The diffs function [4] of version control can be used to operate on final versions of Markdown files for the purpose of alternating between document versions. The idea is to not only find a consensus between collaborators, but to use branches strategically to push alternative versions of content to the doi as desired. This combinatorial editing framework could be desirable in appealing to different audiences or stressing specific aspects of the work at different points in time. Note that this is distinct from the editorial function of pulls and merges, which are meant to be more "under the hood".
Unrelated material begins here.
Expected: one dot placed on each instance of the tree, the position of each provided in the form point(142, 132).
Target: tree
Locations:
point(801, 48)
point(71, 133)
Pandoc serves as a conversion tool, and can style documents according to particular specifications. This includes conventions such as APA style, or document formats such as LaTeX or pdf [5]. Additional components include code and data repositories, supplemental materials, and post-publication peer review.

Orthogonal Lab generally uses a host such as Figshare to generate dois for such content, but there are other hosts that generate version-specific dois as well. It is worth noting that Github-hosted academic journals are beginning to appear. Two examples are ReScience and Journal of Open Science Software. What we are providing (for our community and yours) is a means to generate styled documents (technical papers, blogposts, formal publications) in a version-controlled format. This also means papers can be dynamic rather than static: content at a given doi can be updated as desired.

[1] Perkel, J. (2017). C. Titus Brown: Predicting the paper of the future. Nature TechBlog, June 1.

[2] Eve, M.P. (2013). Using git in my writing workflow. August 18. Also, much of this functionality is accessible in Overleaf using TeX and a GUI interface.

[3] Cifuentes-Goodbody, N. (2016). Academic Writing in Markdown. YouTube. AND Sparks, D. and Smith, E. Markdown Field Guide, MacSparky.

[4] Diffs are also useful in comparing different versions of a published document as events unfold. Newsdiffs performs this function quite nicely on documents containing unfolding news.

[5] A few references for further reading:

a) Building your own Document Processor Tools:
Building Publishing Workflows with Pandoc and Git. Simon Fraser University Publishing.

b) Git + Diffs = Word Diffs:
Diff (and collaborate on) Microsoft Word documents using GitHub. Ben Balter blog.

c) Using Microsoft Word with Git. Martin Fenner blog.